Schmerber, a 6-foot-6 junior, delivered when needed most. The designated jumping-jack knocked down a buzzer-beating layup that stunned host Beavercreek and a packed field house on Friday night, providing the difference in a 44-43 Centerville victory.
Basketball should always be so simple. And sometimes it is, with the right stuff.
Still giddy after being back-slapped by teammates and Elks fans, Schmerber put the win in Elks’ perspective.
“We can accomplish something this year that Centerville has never accomplished,” he said. “We’ve got all the ingredients to get there. It’s so much fun. It’s a crazy life experience that I’ll never get back.”
It’s official: Game-winning shots can turn the launcher into a deep thinker. And why not?
The Beavers (10-2) appeared capable of running away with a Greater Western Ohio Conference Central Division title. The Elks (9-3) would make certain they were no easy out.
Beavercreek, once flexing a 9-0 start to the season, has lost two of three. There is no immediate relief. Beavercreek hosts Wayne on Tuesday and is at Northmont next Friday.
Still, a senior-laden, healthy and deeply experienced lineup should serve the Beavers well over the second half of the season and into the postseason.
Centerville will find out if it’s fully recovered from a 1-3 midseason slide by hosting Moeller on Tuesday.
The Elks finished the first half with four starters sitting because of foul trouble.

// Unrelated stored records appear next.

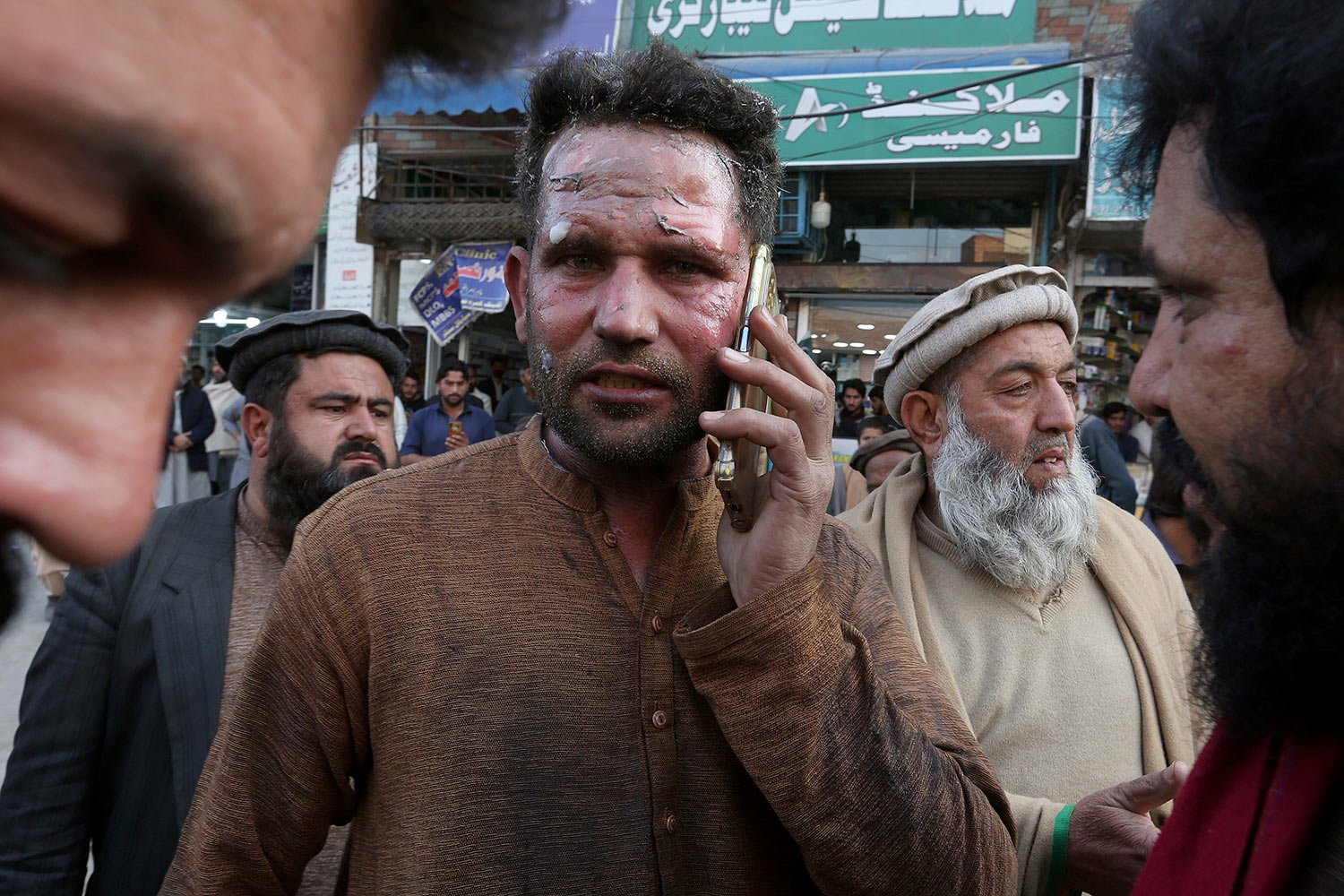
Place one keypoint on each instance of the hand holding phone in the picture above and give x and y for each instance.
(742, 463)
(787, 503)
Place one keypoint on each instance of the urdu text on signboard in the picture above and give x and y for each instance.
(849, 120)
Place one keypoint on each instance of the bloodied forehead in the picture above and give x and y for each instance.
(676, 177)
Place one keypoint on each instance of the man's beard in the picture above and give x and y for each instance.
(556, 382)
(1271, 610)
(1023, 538)
(298, 482)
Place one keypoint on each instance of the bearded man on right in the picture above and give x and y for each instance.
(1051, 616)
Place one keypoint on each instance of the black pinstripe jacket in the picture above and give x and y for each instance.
(118, 711)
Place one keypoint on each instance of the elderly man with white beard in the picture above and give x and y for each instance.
(1053, 618)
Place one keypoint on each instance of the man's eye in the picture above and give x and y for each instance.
(580, 263)
(685, 269)
(27, 258)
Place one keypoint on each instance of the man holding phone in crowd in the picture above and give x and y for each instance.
(642, 699)
(452, 422)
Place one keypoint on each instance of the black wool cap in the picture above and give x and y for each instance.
(244, 354)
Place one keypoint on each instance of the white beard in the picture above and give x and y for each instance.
(1023, 538)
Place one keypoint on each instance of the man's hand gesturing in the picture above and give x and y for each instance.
(1112, 833)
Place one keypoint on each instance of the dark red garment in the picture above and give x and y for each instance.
(1245, 817)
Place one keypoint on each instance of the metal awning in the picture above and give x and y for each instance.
(429, 91)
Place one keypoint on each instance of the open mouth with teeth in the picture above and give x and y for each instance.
(612, 387)
(615, 381)
(1053, 460)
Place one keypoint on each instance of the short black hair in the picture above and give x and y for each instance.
(452, 365)
(1260, 81)
(462, 37)
(660, 86)
(875, 424)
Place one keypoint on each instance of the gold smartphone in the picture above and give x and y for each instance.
(741, 466)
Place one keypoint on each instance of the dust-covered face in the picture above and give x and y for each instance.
(158, 159)
(636, 277)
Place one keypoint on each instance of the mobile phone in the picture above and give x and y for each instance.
(742, 463)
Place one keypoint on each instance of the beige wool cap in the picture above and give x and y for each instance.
(961, 317)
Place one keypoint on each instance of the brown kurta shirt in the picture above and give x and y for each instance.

Halftime seemed to save Centerville from an early knockout.
But the Elks stayed in contention with clutch bench play. Mitch Balser’s trey put Centerville up 42-41 with 12.7 seconds left.

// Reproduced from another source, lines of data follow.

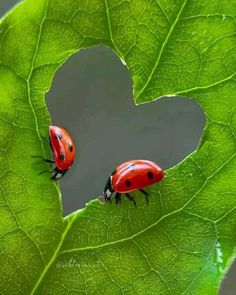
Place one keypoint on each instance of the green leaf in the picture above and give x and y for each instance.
(184, 241)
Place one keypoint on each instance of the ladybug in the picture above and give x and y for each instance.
(63, 148)
(131, 176)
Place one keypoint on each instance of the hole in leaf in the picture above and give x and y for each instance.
(91, 96)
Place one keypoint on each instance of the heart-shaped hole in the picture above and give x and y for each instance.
(92, 97)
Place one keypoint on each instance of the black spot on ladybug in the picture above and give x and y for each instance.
(128, 183)
(150, 175)
(58, 136)
(62, 157)
(131, 167)
(71, 148)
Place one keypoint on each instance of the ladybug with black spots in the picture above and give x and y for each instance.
(131, 176)
(63, 149)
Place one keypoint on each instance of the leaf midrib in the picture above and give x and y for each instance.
(172, 27)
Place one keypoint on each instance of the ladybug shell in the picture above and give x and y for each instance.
(63, 147)
(135, 174)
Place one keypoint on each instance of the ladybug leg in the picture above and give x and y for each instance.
(45, 160)
(131, 199)
(106, 198)
(58, 172)
(118, 198)
(48, 161)
(146, 195)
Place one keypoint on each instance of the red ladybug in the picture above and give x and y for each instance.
(63, 148)
(130, 176)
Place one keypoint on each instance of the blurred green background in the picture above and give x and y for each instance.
(91, 96)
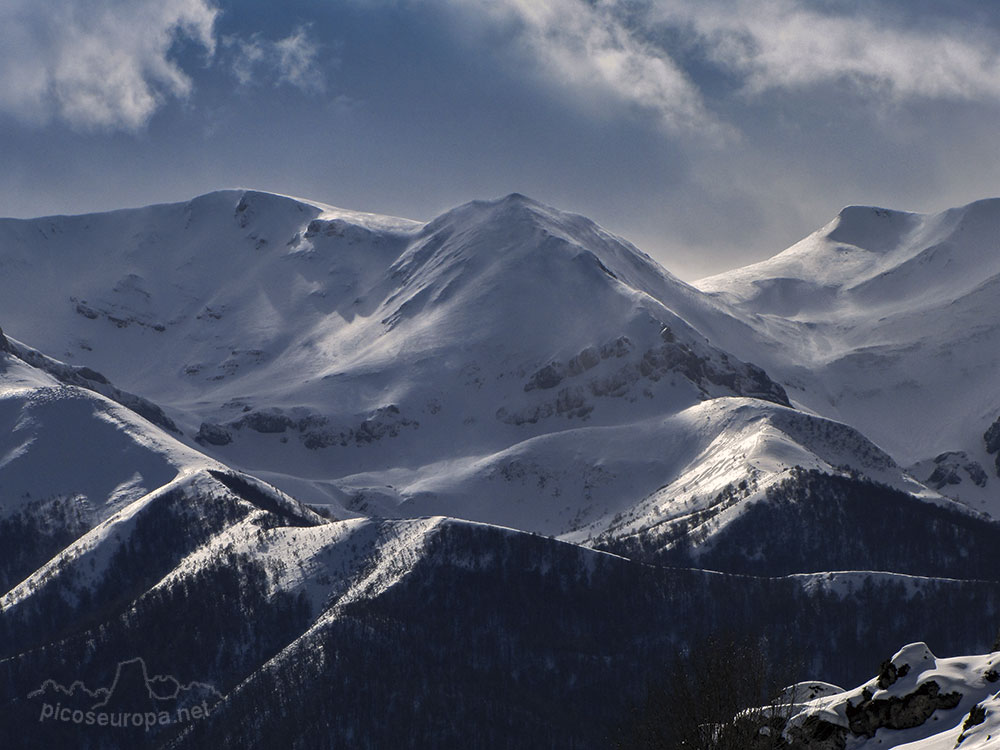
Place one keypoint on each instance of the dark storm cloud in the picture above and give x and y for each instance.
(709, 132)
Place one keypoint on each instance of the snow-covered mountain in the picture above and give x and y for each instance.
(887, 321)
(918, 701)
(280, 447)
(505, 362)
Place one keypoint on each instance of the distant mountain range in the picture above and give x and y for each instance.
(474, 482)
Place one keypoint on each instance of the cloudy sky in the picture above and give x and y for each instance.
(711, 133)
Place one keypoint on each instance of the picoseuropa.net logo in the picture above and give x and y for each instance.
(135, 700)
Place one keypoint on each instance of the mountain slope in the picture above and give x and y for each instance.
(886, 320)
(312, 345)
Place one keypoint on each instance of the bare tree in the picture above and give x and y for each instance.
(722, 693)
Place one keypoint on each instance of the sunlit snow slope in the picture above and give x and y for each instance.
(888, 321)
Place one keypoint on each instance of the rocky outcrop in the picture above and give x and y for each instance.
(867, 716)
(948, 469)
(213, 434)
(992, 438)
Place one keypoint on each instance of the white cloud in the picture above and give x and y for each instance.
(588, 48)
(604, 50)
(96, 64)
(293, 60)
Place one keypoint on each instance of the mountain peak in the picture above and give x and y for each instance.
(871, 228)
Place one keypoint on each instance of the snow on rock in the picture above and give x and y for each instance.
(917, 701)
(886, 320)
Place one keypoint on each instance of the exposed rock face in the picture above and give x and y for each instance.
(316, 431)
(912, 710)
(704, 369)
(267, 422)
(213, 434)
(948, 470)
(992, 438)
(816, 734)
(888, 673)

Center Zach Rower answered for Creek with a rim rattler, but leaving 5.2 ticks.
That was enough time for Schmerber to slip behind the Beavers’ defense off a well-defensed inbounds play. Ballgame.

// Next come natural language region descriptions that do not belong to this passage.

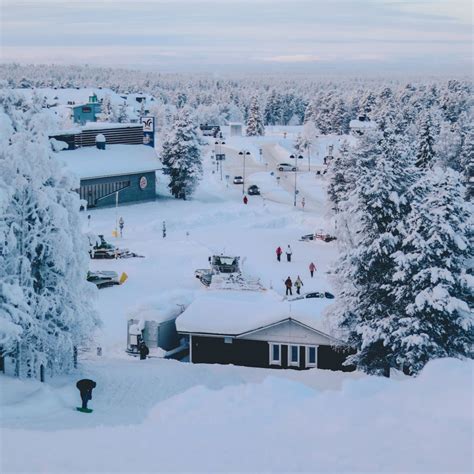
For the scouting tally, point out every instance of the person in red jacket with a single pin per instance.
(279, 251)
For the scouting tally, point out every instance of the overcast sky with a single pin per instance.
(385, 36)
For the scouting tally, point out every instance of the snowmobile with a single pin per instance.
(314, 294)
(104, 279)
(318, 236)
(225, 274)
(102, 249)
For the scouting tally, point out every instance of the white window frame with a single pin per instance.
(290, 362)
(308, 363)
(270, 357)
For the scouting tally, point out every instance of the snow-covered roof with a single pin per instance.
(233, 312)
(115, 160)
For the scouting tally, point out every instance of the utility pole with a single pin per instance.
(296, 158)
(244, 154)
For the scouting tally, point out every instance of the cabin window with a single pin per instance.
(275, 354)
(311, 356)
(294, 355)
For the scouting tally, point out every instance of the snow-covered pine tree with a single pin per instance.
(181, 156)
(425, 151)
(123, 114)
(433, 290)
(310, 113)
(369, 235)
(255, 125)
(44, 257)
(106, 109)
(341, 176)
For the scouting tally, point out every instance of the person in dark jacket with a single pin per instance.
(85, 387)
(144, 351)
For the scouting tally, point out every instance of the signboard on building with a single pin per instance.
(148, 131)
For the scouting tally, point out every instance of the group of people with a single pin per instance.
(288, 252)
(297, 284)
(288, 282)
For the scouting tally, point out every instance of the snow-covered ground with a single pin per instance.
(163, 415)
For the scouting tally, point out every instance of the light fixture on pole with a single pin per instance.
(300, 157)
(244, 154)
(218, 153)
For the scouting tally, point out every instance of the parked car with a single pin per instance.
(320, 294)
(253, 190)
(103, 279)
(286, 167)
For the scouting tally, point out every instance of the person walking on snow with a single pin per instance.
(85, 387)
(298, 284)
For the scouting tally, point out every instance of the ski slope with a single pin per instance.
(167, 416)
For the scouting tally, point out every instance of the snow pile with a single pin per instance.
(372, 424)
(167, 307)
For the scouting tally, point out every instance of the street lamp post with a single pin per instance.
(219, 156)
(243, 154)
(294, 157)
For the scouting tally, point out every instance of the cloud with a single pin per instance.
(191, 33)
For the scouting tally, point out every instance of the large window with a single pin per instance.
(294, 355)
(275, 354)
(311, 356)
(93, 192)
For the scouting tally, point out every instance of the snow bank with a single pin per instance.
(372, 425)
(164, 308)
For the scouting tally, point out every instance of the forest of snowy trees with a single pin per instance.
(45, 302)
(398, 197)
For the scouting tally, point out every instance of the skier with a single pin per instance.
(85, 387)
(144, 351)
(298, 284)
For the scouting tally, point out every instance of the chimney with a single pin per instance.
(100, 141)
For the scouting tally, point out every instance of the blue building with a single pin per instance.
(122, 172)
(86, 112)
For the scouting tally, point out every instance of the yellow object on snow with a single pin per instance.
(123, 278)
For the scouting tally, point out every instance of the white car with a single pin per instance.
(286, 167)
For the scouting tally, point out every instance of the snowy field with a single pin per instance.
(166, 416)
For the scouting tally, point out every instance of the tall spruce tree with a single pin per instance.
(368, 226)
(255, 125)
(425, 153)
(44, 258)
(433, 292)
(181, 156)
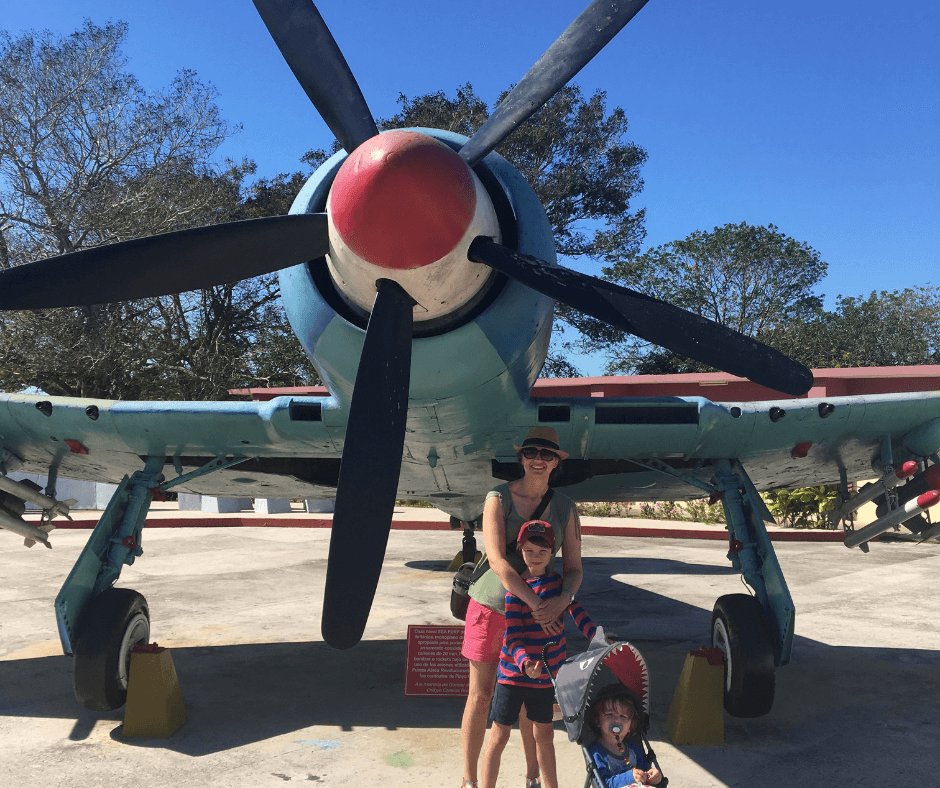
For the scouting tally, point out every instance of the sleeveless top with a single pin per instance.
(488, 589)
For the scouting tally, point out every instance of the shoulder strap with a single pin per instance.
(542, 504)
(484, 563)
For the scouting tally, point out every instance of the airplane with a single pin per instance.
(418, 271)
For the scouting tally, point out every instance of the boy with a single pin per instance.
(521, 677)
(620, 762)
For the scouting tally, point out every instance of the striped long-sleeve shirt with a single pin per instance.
(525, 638)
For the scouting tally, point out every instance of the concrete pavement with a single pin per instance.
(269, 703)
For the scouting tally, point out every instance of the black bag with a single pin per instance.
(468, 574)
(460, 594)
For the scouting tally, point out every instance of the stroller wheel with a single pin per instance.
(739, 630)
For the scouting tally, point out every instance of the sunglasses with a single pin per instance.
(530, 453)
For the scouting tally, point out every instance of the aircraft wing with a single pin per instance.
(664, 448)
(292, 445)
(624, 448)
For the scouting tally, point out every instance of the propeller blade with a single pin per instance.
(309, 49)
(583, 39)
(371, 465)
(167, 263)
(656, 321)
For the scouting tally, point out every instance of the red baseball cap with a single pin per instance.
(536, 528)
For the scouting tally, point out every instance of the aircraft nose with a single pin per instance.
(402, 200)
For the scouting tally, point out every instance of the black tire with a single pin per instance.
(114, 622)
(739, 630)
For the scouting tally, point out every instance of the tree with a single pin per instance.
(88, 157)
(901, 327)
(755, 280)
(573, 154)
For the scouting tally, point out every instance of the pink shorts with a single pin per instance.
(483, 633)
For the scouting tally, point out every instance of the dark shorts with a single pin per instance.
(509, 698)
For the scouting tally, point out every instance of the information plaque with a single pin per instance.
(433, 663)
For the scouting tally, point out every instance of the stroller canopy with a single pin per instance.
(602, 667)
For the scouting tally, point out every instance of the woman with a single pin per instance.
(507, 507)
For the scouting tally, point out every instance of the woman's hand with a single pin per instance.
(532, 668)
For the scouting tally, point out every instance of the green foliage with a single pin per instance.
(88, 157)
(804, 507)
(901, 327)
(755, 280)
(696, 511)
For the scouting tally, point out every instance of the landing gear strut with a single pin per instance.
(754, 633)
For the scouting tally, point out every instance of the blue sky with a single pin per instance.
(822, 117)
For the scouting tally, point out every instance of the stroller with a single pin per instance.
(600, 670)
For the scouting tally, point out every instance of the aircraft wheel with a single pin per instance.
(739, 630)
(115, 621)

“If you believe in the universe evening out, we stole one at Fairborn and (Centerville) took one,” Beavercreek coach John Ahrns conceded.
“The last play was a microcosm of the whole game. They won the big possessions and we didn’t … and it showed up on that last play.”
Austin Recker led the Elks with 11 points and Joey Weingartner added 10. Schmerber had just four points, including the one that counted most.
Jarred Waters led the Beavers with 13 points.
Schmerber’s vision quest is a good goal for any good team. As of midseason, the GWOC Central doesn’t have anything but.
“We (didn’t) play the way that we exactly wanted to,” Schmerber said, “but we got it off and that’s all that matters.”